As soon as I arrived, the first question we asked the team was what do you need? And the answer was training!
The local responders felt helpless because they knew they could help but just didn’t have the training. So we set about drawing a training plan on a scrap of paper and quickly gathered any spare medical equipment we could find. Wooden backboards, along with a few half-empty medical bags, arrived. When I thought all was lost, one of the team walked in holding our crowning jewel, a Laerdal Little Anne CPR Training Manikin. My eyes lit up - our ad hoc EMS training school was in business!
Thanks to its robust construction, after a quick clean up Anne was as good as new. From then on, in between delivering rice, water and tarpaulins for shelter, we managed to train 40 local volunteers in CPR. Without the Laerdal Little Anne CPR Training Manikin we wouldn’t have been able to empower the local responders and teach them how to help their local community.

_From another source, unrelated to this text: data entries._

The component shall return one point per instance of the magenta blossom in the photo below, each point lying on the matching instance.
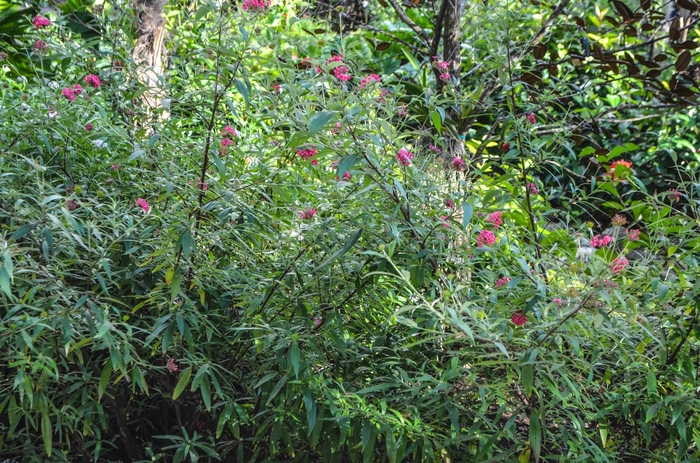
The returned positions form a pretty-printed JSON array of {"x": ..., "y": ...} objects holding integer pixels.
[
  {"x": 618, "y": 265},
  {"x": 404, "y": 157},
  {"x": 307, "y": 214},
  {"x": 143, "y": 204},
  {"x": 93, "y": 80},
  {"x": 495, "y": 219},
  {"x": 486, "y": 237},
  {"x": 39, "y": 21},
  {"x": 600, "y": 241}
]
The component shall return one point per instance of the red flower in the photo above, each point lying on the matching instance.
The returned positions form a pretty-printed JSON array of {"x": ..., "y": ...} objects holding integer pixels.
[{"x": 519, "y": 318}]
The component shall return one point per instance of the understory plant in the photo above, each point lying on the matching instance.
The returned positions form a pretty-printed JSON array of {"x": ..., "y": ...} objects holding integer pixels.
[{"x": 296, "y": 257}]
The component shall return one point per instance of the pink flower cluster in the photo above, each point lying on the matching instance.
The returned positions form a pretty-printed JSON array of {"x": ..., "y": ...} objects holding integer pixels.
[
  {"x": 172, "y": 366},
  {"x": 404, "y": 157},
  {"x": 495, "y": 219},
  {"x": 601, "y": 241},
  {"x": 369, "y": 79},
  {"x": 340, "y": 72},
  {"x": 307, "y": 154},
  {"x": 41, "y": 46},
  {"x": 72, "y": 93},
  {"x": 307, "y": 214},
  {"x": 633, "y": 235},
  {"x": 486, "y": 237},
  {"x": 518, "y": 318},
  {"x": 143, "y": 204},
  {"x": 256, "y": 5},
  {"x": 93, "y": 80},
  {"x": 39, "y": 21},
  {"x": 502, "y": 281},
  {"x": 618, "y": 265},
  {"x": 227, "y": 133}
]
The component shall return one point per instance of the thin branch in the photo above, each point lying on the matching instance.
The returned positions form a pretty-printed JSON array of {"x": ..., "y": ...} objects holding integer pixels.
[{"x": 409, "y": 22}]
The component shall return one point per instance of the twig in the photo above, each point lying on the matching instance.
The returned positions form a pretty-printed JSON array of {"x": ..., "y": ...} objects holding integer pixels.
[{"x": 409, "y": 22}]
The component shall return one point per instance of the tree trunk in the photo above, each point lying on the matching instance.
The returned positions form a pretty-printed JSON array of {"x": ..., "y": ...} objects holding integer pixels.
[{"x": 149, "y": 50}]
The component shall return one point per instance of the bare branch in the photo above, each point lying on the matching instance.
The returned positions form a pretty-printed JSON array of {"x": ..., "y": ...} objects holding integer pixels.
[{"x": 409, "y": 22}]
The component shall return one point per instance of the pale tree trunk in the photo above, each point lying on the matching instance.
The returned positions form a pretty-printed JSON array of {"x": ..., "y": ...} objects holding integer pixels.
[{"x": 149, "y": 51}]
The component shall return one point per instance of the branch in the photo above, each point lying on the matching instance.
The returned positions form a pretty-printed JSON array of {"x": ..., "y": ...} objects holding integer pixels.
[{"x": 409, "y": 22}]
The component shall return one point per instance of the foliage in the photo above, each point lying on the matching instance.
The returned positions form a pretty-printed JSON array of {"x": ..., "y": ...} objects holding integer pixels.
[{"x": 256, "y": 271}]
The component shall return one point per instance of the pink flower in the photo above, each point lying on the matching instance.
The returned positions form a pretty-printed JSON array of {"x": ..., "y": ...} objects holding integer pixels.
[
  {"x": 68, "y": 94},
  {"x": 93, "y": 80},
  {"x": 633, "y": 235},
  {"x": 172, "y": 366},
  {"x": 457, "y": 164},
  {"x": 307, "y": 214},
  {"x": 256, "y": 5},
  {"x": 502, "y": 281},
  {"x": 369, "y": 79},
  {"x": 229, "y": 132},
  {"x": 495, "y": 219},
  {"x": 40, "y": 46},
  {"x": 518, "y": 318},
  {"x": 404, "y": 157},
  {"x": 486, "y": 237},
  {"x": 601, "y": 241},
  {"x": 143, "y": 204},
  {"x": 39, "y": 21},
  {"x": 618, "y": 265},
  {"x": 383, "y": 93}
]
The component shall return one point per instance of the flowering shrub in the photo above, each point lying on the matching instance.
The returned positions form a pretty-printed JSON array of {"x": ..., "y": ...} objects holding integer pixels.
[{"x": 219, "y": 317}]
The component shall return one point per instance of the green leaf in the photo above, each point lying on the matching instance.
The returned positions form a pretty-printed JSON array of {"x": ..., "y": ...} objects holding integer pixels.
[
  {"x": 437, "y": 120},
  {"x": 294, "y": 355},
  {"x": 535, "y": 435},
  {"x": 528, "y": 378},
  {"x": 136, "y": 154},
  {"x": 346, "y": 164},
  {"x": 320, "y": 120},
  {"x": 310, "y": 411},
  {"x": 651, "y": 382},
  {"x": 182, "y": 383},
  {"x": 104, "y": 380},
  {"x": 348, "y": 245},
  {"x": 468, "y": 213},
  {"x": 46, "y": 431},
  {"x": 243, "y": 90}
]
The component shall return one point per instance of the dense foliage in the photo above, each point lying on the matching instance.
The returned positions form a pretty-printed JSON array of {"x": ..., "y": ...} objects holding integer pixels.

My time on the island was two short. But I will be back, this time with a Laerdal Little Family Pack!”
Martin Sean Peters
Dublin Fire Brigade
Firefighter / Paramedic
MSc Major Emergency Management
Increasing the number of people trained in CPR is vital in order to improve the first steps of the Chain of Survival.
In turn, this will help improve survival rates from out of hospital cardiac arrests.